Venkatesan Dhivya, Iyer Mahalaxmi, Narayanasamy Arul, Siva Kamalakannan, Vellingiri Balachandar
Human Molecular Cytogenetics and Stem Cell Laboratory, Department of Human Genetics and Molecular Biology, Bharathiar University, Coimbatore 641 046, Tamil Nadu, India.
Department of Zoology, Avinashilingam Institute for Home Science and Higher Education for Women, Coimbatore 641 043, Tamil Nadu, India.
eNeurologicalSci. 2020 Sep 10;21:100270. doi: 10.1016/j.ensci.2020.100270. eCollection 2020 Dec.
Parkinson's disease (PD) is a complex multi-factorial neurodegenerative disorder where various altered metabolic pathways contribute to the progression of the disease. Tryptophan (TRP) is a major precursor in kynurenine pathway (KP) and it has been discussed in various studies that the metabolites quinolinic acid (QUIN) causes neurotoxicity and kynurenic acid (KYNA) acts as neuroprotectant respectively. More studies are also focused on the effects of other KP metabolites and its enzymes as it has an association with ageing and PD pathogenesis. Until now, very few studies have targeted the role of genetic mutations in abnormal KP metabolism in adverse conditions of PD. Therefore, the present review gives an updated research studies on KP in connection with PD. Moreover, the review emphasizes on the urge for the development of biomarkers and also this would be an initiative in generating an alternative therapeutic approach for PD.

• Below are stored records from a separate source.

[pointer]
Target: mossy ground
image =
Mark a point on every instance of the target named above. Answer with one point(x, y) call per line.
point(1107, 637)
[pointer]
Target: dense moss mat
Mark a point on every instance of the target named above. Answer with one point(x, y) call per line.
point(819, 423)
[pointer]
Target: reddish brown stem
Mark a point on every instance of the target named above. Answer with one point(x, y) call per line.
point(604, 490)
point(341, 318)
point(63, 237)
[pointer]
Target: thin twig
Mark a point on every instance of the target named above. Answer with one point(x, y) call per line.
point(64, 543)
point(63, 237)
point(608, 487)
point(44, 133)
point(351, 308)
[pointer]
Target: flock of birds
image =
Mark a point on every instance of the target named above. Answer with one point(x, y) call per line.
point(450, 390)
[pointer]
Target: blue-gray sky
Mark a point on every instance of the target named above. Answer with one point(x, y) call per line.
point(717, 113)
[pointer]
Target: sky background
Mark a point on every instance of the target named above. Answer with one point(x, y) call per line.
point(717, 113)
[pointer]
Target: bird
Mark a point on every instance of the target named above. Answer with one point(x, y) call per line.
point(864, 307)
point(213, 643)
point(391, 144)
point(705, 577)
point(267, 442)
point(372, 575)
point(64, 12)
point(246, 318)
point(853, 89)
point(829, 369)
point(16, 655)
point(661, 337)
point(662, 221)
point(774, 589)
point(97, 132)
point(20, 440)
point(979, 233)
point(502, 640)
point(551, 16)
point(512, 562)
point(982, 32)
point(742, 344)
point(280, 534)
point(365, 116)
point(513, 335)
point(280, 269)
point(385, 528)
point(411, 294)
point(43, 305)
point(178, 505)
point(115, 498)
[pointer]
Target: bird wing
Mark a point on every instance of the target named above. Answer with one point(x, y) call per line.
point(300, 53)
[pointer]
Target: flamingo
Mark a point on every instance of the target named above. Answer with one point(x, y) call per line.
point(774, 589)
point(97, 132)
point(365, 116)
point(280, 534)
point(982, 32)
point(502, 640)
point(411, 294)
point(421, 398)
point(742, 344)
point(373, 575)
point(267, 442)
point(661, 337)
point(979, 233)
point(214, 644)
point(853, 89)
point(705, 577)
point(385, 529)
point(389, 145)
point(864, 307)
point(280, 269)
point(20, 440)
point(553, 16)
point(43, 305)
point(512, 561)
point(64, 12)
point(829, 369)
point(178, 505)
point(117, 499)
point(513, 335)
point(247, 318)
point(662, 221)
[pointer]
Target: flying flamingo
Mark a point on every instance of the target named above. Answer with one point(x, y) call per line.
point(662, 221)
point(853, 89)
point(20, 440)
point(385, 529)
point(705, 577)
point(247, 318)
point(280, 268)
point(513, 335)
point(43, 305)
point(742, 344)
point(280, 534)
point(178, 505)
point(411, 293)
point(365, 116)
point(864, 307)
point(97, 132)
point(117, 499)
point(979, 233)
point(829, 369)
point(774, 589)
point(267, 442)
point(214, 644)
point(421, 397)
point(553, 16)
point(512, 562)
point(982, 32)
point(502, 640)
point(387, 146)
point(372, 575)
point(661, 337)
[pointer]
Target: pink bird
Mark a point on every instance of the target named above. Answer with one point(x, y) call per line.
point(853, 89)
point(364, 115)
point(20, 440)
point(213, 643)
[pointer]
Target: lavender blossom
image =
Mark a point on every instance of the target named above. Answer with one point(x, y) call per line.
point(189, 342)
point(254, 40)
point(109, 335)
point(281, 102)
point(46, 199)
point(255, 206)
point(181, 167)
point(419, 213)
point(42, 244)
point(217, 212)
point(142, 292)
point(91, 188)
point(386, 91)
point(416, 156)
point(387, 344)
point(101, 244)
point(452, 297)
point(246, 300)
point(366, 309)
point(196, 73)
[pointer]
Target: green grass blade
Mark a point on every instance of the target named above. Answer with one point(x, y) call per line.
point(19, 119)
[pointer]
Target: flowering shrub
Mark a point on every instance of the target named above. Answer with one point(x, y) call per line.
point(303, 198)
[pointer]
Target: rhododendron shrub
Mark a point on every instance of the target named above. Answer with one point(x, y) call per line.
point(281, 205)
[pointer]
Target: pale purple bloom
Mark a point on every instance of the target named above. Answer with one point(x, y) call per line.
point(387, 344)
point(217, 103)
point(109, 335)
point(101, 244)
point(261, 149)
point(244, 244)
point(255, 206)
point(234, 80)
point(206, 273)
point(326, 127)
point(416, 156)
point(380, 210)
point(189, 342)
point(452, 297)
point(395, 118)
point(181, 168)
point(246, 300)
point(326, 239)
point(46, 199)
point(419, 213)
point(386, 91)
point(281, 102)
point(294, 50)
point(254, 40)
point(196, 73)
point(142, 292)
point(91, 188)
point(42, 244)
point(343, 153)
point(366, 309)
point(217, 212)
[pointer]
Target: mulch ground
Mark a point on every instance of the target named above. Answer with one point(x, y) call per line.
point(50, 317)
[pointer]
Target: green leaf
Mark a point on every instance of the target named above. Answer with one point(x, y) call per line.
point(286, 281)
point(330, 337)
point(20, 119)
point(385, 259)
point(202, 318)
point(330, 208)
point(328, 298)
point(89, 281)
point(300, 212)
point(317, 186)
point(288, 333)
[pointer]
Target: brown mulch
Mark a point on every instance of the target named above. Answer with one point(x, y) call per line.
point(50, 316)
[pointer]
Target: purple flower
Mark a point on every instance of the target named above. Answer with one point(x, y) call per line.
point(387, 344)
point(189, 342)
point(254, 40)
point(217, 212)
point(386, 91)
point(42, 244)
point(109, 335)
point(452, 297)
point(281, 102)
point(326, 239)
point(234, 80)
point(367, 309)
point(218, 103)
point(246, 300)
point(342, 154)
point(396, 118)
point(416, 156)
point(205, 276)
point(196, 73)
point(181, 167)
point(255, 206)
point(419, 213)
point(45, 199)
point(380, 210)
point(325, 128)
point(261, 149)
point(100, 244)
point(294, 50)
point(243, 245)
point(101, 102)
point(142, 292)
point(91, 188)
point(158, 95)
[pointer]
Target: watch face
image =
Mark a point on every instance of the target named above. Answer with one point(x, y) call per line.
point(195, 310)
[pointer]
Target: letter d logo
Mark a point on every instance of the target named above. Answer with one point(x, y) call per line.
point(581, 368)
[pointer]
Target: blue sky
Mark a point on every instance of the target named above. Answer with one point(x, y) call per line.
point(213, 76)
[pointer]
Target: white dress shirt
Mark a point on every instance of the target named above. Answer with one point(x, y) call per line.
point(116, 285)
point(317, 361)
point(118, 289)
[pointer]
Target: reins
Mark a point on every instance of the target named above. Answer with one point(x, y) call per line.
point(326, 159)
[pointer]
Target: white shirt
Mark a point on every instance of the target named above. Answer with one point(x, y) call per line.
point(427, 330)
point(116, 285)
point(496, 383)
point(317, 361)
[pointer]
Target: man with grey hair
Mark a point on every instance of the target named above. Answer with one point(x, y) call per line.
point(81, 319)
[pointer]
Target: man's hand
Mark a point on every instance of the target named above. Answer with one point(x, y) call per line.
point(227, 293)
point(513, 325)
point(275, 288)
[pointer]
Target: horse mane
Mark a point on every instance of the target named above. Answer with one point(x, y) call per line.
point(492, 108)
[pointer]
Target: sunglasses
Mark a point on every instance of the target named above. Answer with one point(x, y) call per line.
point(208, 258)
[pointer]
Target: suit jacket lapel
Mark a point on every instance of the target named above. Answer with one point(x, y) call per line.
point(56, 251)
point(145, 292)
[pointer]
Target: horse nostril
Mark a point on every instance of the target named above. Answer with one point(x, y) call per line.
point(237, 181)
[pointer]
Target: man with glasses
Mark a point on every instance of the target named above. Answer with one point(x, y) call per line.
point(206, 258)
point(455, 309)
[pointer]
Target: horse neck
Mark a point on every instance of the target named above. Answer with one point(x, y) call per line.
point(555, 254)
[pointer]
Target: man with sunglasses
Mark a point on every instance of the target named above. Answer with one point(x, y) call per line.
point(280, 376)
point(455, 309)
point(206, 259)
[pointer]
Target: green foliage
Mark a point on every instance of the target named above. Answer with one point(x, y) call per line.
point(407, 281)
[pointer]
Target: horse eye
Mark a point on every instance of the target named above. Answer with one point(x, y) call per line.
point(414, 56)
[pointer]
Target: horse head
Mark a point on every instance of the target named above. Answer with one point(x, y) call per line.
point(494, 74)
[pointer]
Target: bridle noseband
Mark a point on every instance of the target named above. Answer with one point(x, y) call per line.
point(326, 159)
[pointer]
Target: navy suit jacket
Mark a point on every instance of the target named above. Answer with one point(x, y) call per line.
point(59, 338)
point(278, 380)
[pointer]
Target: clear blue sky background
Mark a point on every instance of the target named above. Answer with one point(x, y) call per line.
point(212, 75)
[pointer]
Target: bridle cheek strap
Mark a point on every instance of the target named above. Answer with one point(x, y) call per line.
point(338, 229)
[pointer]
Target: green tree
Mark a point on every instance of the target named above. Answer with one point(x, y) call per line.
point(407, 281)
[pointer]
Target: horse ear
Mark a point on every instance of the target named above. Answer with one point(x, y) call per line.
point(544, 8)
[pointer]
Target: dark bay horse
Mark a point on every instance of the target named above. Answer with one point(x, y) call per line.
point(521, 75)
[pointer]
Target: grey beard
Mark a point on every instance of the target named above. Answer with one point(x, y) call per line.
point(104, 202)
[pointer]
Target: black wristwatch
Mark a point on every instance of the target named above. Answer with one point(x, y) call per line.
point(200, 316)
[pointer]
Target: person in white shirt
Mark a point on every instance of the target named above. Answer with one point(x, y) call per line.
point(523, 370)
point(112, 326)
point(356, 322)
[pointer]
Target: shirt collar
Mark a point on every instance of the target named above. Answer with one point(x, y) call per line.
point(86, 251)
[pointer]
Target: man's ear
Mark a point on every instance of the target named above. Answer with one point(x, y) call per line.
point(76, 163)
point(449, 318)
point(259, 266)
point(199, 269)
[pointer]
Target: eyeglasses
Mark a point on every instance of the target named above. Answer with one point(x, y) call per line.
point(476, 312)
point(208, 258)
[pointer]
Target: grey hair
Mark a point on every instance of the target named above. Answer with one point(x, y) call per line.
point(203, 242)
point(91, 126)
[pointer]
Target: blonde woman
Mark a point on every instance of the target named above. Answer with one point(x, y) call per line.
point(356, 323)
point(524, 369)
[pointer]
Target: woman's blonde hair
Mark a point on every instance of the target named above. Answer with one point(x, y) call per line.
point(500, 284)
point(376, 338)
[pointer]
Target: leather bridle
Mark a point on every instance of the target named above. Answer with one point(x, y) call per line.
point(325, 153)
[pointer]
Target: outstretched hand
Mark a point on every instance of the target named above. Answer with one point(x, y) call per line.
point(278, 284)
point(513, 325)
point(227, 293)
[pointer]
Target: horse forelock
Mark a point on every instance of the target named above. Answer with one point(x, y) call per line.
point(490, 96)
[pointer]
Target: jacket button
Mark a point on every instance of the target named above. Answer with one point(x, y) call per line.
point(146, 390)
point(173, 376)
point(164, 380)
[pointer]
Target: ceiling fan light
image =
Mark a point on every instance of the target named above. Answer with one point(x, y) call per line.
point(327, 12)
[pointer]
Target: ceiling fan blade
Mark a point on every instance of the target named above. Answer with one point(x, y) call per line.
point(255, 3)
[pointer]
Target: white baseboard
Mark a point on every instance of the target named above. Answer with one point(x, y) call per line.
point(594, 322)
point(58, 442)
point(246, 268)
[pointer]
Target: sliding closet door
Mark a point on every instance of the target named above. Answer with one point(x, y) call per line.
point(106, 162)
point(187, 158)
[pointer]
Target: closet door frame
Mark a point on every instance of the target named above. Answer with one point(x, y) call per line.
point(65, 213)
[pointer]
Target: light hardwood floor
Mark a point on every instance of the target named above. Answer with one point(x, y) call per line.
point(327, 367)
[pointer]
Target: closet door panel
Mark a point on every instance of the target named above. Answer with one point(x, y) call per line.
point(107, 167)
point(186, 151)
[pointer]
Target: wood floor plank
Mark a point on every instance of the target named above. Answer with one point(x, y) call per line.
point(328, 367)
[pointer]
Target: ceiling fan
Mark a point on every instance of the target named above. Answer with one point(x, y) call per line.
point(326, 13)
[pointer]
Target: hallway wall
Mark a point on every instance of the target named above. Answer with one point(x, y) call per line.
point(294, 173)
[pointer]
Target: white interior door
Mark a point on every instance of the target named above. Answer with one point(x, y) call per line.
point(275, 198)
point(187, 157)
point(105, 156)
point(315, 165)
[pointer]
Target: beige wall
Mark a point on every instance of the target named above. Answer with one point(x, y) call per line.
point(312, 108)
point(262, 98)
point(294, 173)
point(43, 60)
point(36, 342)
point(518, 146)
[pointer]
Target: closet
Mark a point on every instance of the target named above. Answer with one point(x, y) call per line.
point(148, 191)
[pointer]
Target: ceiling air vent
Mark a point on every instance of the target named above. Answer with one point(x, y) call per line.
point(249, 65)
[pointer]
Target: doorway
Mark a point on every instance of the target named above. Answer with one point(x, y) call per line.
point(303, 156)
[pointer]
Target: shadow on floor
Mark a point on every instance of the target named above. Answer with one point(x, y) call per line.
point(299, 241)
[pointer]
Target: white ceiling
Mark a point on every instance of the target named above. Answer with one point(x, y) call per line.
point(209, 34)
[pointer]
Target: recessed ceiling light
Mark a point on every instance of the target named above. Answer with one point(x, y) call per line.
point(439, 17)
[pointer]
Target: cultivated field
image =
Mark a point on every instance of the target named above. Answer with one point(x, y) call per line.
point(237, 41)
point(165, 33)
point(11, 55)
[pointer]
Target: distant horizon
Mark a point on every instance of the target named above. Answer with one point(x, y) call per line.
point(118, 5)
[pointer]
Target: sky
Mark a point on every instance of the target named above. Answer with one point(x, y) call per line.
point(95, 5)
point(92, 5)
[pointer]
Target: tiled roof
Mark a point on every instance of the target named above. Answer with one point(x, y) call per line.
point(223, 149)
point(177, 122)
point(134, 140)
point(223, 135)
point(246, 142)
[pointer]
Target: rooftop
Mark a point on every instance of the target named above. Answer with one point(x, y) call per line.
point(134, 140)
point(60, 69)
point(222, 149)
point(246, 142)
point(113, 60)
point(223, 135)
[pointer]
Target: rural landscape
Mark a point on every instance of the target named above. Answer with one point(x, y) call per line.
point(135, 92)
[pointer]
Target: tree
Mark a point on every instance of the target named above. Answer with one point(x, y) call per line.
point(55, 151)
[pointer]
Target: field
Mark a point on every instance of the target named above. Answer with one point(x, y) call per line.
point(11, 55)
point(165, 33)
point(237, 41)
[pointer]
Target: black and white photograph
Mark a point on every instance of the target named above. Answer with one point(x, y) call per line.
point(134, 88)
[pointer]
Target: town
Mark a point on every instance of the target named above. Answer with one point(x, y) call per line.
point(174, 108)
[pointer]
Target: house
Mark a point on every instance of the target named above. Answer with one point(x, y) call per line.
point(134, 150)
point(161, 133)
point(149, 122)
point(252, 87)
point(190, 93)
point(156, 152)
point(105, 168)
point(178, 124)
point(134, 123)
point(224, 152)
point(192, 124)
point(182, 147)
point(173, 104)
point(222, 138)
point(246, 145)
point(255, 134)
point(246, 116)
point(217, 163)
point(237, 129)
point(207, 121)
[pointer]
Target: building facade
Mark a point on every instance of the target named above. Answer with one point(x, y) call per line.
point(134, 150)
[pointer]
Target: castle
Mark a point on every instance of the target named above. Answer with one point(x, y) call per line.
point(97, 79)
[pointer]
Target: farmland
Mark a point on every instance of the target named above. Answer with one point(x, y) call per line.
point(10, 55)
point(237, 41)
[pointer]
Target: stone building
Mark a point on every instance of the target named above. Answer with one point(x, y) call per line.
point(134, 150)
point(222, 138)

帕金森病(PD)是一种复杂的多因素神经退行性疾病,其中各种代谢途径的改变促成了该疾病的进展。色氨酸(TRP)是犬尿氨酸途径(KP)中的主要前体,并且在各种研究中已经讨论过,代谢物喹啉酸(QUIN)会导致神经毒性,而犬尿烯酸(KYNA)分别起到神经保护剂的作用。更多研究也集中在其他KP代谢物及其酶的作用上,因为它与衰老和PD发病机制有关。到目前为止,很少有研究针对PD不利条件下异常KP代谢中基因突变的作用。因此,本综述给出了与PD相关的KP的最新研究。此外,该综述强调了开发生物标志物的迫切性,这也将是为PD生成替代治疗方法的一项举措。